On a Ubuntu server I set up Divolte Collector to gather clickstream data from websites. The data is being written to a Kafka channel named divolte-data. By setting up a Kafka consumer I can see the data coming in:
V0:j2ive5p1:QHQbOuiuZFozAVQfKqNWJoNstJhEZE85V0:j2pz3aw7:sDHKs71nHrTB5b_1TkKvWWtQ_rZDrvc2D0:B4aEGBSVgTXgxqB85aj4dGeoFjCqpeEGbannerClickMozilla/5.0 (X11; Linux x86_64) AppleWebKit/537.36 (KHTML, like Gecko) Ubuntu Chromium/58.0.3029.96 Chrome/58.0.3029.96 Safari/537.36ChromiumChromium8Google Inc. and contributorsBrowser58.0.3029.96"Personal computer
LinuxCanonical Ltd.
Then I would like to visualize the data with Airbnb Superset which has several connectors to common databases including druid.io (which can read Spark).
It seems Divolte is storing data in Kafka in an unstructured way. But apparently it can map the data in a structured way. Should the input data be structured in JSON (like the docs says)?
And then how to read from Druid-Tranquility the data received at divolte-data Kafka channel? I tried changing the channel name in conf examples but this consumer then receives zero message.
The solution I found is I can process Kafka messages in Python, for example with Kafka Python library, or Confluent Kafka Python, and then I will decode the messages with Avro readers.

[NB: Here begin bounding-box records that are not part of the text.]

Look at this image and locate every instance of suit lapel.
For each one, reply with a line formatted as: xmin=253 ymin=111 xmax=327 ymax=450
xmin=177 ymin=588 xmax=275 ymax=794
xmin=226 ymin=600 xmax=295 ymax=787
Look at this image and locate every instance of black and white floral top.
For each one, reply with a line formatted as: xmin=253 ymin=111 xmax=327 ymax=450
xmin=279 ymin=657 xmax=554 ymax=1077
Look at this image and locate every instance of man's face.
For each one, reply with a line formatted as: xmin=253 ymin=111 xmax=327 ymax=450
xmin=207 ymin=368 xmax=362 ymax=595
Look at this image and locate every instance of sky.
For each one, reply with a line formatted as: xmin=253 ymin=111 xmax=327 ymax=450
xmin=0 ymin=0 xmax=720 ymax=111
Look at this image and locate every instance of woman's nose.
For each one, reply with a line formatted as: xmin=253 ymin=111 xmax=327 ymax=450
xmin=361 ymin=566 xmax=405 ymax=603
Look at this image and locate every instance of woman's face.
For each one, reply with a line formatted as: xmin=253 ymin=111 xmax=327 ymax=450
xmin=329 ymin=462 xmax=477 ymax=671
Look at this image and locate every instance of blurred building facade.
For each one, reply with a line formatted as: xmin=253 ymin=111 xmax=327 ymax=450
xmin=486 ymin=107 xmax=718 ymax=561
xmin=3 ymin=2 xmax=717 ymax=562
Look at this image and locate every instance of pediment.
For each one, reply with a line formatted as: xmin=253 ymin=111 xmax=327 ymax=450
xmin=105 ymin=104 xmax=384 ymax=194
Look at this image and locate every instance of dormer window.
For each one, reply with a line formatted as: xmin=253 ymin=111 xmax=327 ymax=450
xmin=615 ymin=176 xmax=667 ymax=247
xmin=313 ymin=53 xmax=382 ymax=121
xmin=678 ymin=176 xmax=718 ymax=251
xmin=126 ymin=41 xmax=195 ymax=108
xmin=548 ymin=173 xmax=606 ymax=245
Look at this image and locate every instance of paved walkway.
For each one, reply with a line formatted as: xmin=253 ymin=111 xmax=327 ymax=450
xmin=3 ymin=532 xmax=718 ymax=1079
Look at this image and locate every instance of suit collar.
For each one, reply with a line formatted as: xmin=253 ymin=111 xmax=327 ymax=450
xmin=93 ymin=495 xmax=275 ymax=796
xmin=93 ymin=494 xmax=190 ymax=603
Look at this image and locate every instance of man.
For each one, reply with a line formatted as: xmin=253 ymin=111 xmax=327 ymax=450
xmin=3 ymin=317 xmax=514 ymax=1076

I thought Avro library was just to read Avro files, but it actually solved the problem of decoding Kafka messages, as follow: I first import the libraries and give the schema file as a parameter and then create a function to decode the message into a dictionary, that I can use in the consumer loop.
from confluent_kafka import Consumer, KafkaError
from avro.io import DatumReader, BinaryDecoder
import avro.schema
schema = avro.schema.Parse(open("data_sources/EventRecord.avsc").read())

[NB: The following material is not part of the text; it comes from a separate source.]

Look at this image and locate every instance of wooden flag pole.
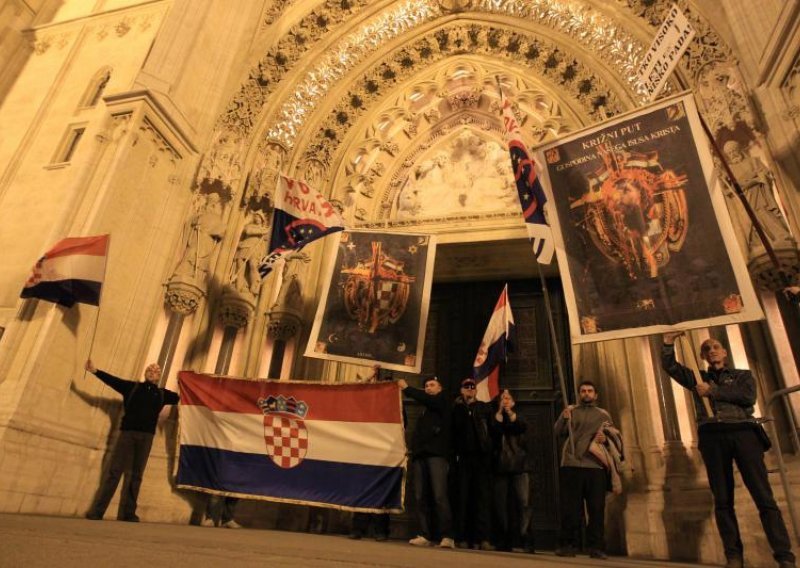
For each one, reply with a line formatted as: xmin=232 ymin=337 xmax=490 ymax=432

reader = DatumReader(schema)
def decode(msg_value):
message_bytes = io.BytesIO(msg_value)
decoder = BinaryDecoder(message_bytes)
event_dict = reader.read(decoder)
return event_dict
c = Consumer()
c.subscribe(topic)
running = True
while running:
msg = c.poll()
if not msg.error():
msg_value = msg.value()
event_dict = decode(msg_value)
print(event_dict)
elif msg.error().code() != KafkaError._PARTITION_EOF:
print(msg.error())
running = False